To solve this, browsers introduced Cross-Origin Read Blocking (CORB) and later Opaque Response Blocking (ORB). These mechanisms operate within the network service, outside the renderer process. They inspect the content of a response before delivering it to the renderer. If a response requests a resource type that shouldn't be loaded in a cross-origin context (like HTML, XML, or JSON) but effectively claims to be something else (like an image), CORB/ORB intervenes. The network service replaces the sensitive response body with an empty one before it ever reaches the attacker's process memory. This ensures that there is nothing "valuable" in the process memory for a Spectre exploit to steal.
High-Precision Timers and SharedArrayBuffer
Finally, mitigation strategies extend to the tools attackers use to measure side channels. Spectre attacks rely on extremely precise timing to distinguish between a cache hit and a cache miss. To make this difficult, browsers reduced the precision of performance.now() and added "jitter" (random noise) to timestamps.

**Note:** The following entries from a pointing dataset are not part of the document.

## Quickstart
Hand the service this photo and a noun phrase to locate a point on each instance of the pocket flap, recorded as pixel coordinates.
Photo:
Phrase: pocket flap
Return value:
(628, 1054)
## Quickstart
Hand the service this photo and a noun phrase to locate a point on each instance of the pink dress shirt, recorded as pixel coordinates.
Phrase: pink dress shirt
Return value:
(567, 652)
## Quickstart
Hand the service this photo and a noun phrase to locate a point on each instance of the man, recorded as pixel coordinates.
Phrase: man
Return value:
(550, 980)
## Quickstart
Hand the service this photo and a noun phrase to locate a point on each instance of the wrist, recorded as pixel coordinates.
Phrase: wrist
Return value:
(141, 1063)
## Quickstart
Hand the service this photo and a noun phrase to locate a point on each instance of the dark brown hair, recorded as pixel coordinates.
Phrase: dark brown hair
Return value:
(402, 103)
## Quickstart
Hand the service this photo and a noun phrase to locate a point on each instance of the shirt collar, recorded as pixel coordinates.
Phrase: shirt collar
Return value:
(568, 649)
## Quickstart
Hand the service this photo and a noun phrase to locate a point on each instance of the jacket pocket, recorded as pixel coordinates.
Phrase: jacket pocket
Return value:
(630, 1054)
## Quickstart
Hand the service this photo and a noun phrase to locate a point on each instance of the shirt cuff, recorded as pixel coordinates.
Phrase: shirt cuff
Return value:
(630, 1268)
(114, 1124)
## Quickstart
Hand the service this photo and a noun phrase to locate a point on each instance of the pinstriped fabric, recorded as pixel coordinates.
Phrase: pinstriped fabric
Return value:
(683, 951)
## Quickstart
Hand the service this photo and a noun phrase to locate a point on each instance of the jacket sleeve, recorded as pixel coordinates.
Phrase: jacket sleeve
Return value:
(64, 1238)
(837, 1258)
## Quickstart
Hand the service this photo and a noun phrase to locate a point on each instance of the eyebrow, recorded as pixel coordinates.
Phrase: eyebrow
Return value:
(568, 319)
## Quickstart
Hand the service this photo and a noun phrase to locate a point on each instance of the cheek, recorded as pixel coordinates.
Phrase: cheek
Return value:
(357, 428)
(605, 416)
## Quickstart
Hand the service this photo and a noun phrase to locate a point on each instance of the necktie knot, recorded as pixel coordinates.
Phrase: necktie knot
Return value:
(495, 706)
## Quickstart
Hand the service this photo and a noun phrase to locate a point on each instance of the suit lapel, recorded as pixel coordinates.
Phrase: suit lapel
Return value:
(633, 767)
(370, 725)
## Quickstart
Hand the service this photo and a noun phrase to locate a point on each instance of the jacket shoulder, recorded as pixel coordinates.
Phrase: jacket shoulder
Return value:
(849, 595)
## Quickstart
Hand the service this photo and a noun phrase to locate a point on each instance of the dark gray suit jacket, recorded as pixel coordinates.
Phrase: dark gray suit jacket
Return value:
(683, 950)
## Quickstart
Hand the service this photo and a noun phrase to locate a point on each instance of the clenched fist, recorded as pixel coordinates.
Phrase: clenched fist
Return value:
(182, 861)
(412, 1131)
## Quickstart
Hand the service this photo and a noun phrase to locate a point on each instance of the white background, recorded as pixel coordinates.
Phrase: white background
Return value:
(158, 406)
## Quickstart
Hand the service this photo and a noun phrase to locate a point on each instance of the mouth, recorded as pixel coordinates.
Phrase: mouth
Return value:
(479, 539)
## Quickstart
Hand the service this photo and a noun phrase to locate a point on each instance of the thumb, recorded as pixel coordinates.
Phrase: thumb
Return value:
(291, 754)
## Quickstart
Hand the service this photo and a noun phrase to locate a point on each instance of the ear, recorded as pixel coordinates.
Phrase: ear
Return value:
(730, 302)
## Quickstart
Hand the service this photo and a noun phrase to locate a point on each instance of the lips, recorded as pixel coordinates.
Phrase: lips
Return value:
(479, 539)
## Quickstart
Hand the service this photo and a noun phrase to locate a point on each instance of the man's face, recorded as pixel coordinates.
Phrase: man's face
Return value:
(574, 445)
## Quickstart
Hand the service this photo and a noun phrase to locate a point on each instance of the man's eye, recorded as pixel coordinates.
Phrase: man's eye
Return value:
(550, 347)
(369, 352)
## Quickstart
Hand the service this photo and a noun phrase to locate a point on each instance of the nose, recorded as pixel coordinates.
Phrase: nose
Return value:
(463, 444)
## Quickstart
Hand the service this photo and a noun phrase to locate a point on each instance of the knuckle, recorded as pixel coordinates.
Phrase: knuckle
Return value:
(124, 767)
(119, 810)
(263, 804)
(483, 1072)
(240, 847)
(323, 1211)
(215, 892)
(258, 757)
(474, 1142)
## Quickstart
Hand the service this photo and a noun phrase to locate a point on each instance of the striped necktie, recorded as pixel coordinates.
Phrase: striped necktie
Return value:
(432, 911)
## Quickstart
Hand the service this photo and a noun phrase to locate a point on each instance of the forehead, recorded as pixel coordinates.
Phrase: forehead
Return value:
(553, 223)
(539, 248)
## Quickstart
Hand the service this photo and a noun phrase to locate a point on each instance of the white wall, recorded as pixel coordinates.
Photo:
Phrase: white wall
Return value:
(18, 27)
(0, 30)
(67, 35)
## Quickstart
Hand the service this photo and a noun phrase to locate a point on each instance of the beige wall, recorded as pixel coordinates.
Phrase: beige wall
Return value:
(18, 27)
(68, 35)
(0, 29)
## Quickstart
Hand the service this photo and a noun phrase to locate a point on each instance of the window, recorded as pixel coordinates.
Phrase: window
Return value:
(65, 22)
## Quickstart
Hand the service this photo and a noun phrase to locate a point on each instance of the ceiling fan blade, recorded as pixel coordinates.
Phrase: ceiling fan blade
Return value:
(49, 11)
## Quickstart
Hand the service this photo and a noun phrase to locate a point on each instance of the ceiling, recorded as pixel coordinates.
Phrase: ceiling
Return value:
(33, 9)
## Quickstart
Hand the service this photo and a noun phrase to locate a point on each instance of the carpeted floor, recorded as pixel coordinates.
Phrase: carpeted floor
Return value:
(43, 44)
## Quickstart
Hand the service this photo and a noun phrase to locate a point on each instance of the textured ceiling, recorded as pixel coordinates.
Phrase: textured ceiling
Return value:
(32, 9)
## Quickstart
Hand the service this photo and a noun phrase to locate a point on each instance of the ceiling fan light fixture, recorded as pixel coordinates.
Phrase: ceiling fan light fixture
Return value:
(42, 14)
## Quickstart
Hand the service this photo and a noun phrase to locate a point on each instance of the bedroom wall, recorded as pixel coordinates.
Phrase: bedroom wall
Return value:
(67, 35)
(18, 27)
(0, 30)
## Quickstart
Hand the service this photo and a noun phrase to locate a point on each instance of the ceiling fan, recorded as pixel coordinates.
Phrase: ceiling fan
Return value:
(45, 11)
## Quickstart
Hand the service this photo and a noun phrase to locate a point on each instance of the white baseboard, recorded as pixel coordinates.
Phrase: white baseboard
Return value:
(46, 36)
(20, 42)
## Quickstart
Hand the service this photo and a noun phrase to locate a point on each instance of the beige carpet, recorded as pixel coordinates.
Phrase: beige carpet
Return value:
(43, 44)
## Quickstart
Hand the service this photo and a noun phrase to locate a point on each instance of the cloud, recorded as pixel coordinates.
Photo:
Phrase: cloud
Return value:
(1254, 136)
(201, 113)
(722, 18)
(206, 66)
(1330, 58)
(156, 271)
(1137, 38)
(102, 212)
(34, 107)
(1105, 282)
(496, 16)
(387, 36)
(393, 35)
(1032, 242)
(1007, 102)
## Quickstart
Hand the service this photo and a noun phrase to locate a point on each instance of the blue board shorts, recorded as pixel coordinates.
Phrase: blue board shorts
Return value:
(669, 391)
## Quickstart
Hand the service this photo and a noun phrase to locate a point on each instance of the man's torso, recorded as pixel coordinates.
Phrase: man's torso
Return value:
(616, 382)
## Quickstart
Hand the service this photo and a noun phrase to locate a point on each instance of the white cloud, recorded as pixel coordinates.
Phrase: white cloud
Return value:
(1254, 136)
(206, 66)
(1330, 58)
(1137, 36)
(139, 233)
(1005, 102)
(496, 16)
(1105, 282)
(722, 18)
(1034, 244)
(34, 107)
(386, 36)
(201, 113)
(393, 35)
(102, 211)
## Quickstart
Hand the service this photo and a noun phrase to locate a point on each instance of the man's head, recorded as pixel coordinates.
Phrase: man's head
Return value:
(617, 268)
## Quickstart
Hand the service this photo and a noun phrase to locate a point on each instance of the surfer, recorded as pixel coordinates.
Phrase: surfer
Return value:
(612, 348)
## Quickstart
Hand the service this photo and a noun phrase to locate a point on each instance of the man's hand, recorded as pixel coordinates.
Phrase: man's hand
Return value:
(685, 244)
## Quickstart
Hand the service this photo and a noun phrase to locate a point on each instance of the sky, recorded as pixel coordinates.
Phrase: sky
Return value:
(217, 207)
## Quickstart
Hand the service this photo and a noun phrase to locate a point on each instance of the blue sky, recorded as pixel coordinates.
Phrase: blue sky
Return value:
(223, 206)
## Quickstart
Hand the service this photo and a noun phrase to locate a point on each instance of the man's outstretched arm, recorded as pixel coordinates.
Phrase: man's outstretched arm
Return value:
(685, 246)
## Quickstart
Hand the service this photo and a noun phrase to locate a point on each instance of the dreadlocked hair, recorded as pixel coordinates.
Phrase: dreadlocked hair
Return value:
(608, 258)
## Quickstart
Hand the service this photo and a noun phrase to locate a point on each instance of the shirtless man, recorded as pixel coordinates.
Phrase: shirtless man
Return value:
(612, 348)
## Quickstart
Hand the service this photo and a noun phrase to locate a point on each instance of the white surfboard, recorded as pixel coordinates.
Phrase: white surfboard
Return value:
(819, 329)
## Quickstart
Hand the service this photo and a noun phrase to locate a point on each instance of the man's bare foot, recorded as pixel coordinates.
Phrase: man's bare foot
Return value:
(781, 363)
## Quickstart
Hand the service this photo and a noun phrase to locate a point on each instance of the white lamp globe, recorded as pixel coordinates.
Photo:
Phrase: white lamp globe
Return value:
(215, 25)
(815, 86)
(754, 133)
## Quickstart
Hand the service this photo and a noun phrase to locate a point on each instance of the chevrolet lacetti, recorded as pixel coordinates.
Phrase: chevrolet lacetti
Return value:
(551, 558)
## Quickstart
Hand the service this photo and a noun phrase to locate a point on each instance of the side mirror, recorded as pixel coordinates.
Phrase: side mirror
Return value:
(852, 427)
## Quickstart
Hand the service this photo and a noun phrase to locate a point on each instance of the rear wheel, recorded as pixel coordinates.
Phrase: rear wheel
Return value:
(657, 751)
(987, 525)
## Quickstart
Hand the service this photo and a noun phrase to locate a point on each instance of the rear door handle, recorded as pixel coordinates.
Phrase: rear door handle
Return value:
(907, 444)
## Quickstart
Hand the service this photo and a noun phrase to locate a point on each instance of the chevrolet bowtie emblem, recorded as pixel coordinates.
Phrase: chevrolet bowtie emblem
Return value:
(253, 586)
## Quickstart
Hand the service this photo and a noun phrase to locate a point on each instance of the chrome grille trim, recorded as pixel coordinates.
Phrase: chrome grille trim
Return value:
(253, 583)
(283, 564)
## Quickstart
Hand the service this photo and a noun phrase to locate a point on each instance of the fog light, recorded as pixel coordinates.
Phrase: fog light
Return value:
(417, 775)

However, certain legitimate web capabilities, such as SharedArrayBuffer (used for high-performance multithreading and WebAssembly), require high-precision timers and shared memory segments that inherently increase the risk of side-channel attacks. To re-enable these powerful features safely, browsers introduced a new security requirement known as "Cross-Origin Isolation." Developers must explicitly opt-in using specific HTTP headers (Cross-Origin-Opener-Policy: same-origin and Cross-Origin-Embedder-Policy: require-corp). These headers guarantee that the page has no reference to cross-origin popup windows and does not load cross-origin resources without explicit permission. This creates a validated, isolated environment where the browser feels safe providing high-precision timers, knowing the environment is locked down against external leakage.